For all its gunplay and explosions and multi-car chases, 'The Instigators' is too committed to its good vibes to flirt with real urgency.
It’s a crime lark so relaxed it practically slips the audience a sedative.
Liman, who ushered Damon onto the action-hero A-list with 'The Bourne Identity' a couple decades ago, finds ways to blow money.
(There’s a climactic heist involving fire trucks that probably cost as much money as the characters are trying to steal.
) But on a whole, 'The Instigators' is closer in chatty, small-scale spirit to the director’s debut, 'Swingers,' with Damon in the Jon Favreau role and Affleck bringing some of the sardonic attitude of Vince Vaughn.

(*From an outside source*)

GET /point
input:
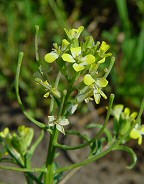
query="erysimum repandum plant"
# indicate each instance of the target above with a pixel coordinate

Though packed with familiar faces, the movie really does come down to the clashing personalities of its stars, who bring the familiarity of childhood companionship to a couple of strangers bonding over their escalating bad luck.
With apologies to Ben, 'The Instigators' might be the Damon/Affleck pairing worth revisiting.
Though they’ve appeared in multiple movies together over the years, Matt Damon and Casey Affleck have only just now arranged a showcase for their own lifelong personal/creative rapport.
'The Instigators' casts the two as contrasting screw-ups who go on the run after a heist gone wrong, with a bunch of cops and criminals played by famous character actors in hot pursuit.
Director Doug Liman brings a certain discount Steven Soderbergh energy to the action, but the perennially laidback quality begins to seem like more of a liability than a merit.
This buddy comedy lives or dies on your affection for its stars, offering complementary shades of good-natured Bostonian ineptitude.